Jetzt fährt sie wirklich. Nach wiederholten Verzögerungen in den vergangenen Monaten düst die lang ersehnte Stadtbahn ab Freitag durch Tel Aviv und einige Vororte. Am Donnerstagnachmittag sollen auch Premierminister Benjamin Netanjahu und seine Frau Sara einsteigen, um eine Runde mitzufahren.

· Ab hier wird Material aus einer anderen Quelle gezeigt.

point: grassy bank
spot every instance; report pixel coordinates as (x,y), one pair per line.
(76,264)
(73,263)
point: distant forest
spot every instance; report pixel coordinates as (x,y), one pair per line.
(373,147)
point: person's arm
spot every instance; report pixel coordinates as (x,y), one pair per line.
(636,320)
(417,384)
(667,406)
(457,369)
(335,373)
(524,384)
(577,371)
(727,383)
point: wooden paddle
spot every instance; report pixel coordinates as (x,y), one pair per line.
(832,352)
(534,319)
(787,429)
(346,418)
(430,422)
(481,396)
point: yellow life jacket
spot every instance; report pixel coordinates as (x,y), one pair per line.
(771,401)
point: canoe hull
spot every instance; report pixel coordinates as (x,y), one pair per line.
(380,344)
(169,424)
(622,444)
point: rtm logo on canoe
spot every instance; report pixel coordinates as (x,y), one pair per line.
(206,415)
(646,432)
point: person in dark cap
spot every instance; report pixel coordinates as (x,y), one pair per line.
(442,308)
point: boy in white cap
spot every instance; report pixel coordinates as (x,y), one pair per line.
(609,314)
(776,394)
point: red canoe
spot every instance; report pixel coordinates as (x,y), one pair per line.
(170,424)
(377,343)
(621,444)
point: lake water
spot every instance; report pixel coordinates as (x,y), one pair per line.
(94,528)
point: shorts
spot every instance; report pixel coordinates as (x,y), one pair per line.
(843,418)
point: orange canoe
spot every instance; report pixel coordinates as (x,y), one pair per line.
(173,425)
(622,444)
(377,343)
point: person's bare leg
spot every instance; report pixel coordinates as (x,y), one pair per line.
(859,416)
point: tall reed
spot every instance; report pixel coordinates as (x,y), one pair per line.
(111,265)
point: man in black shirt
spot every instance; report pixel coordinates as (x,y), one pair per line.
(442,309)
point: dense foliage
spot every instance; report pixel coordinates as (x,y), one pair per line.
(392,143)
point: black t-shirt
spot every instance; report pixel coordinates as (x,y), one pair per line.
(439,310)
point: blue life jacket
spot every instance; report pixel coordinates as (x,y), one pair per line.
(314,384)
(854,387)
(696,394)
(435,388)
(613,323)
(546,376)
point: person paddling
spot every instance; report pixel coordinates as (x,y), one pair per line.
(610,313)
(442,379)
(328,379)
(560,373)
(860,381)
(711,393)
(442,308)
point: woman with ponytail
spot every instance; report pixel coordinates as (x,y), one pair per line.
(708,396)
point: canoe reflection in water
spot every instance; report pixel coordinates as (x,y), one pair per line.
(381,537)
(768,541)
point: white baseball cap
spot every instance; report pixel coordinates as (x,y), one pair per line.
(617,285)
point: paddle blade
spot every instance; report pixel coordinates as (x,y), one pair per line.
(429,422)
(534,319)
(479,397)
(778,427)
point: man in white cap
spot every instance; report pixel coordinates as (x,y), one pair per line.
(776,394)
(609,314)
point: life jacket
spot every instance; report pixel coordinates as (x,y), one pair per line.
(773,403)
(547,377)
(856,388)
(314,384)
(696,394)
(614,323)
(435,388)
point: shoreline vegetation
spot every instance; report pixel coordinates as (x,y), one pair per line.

Einen Tag zuvor war bereits Verkehrsministerin Miri Regev angekommen, um sich von der weißen Bahn beeindrucken zu lassen. Der Bürgermeister Tel Avivs, Ron Huldai, indes will die offizielle Jungernfahrt boykottieren. Der Grund: Das neue Verkehrsmittel darf nicht am Schabbat verkehren.
PROTEST Regev hatte ihn zur Eröffnungszeremonie in Petach Tikwa, wo die Rote Linie abfährt, eingeladen. Doch Huldai, der sich in den vergangenen Jahren wiederholt für einen Betrieb des öffentlichen Nahverkehrs am jüdischen Ruhetag starkgemacht hatte, erklärte in einem Video: »Das ist mein Protest. Die Stadtbahn muss auch am Wochenende verkehren und die Öffentlichkeit bedienen, wie es sich für ein liberales und demokratisches Land gehört«.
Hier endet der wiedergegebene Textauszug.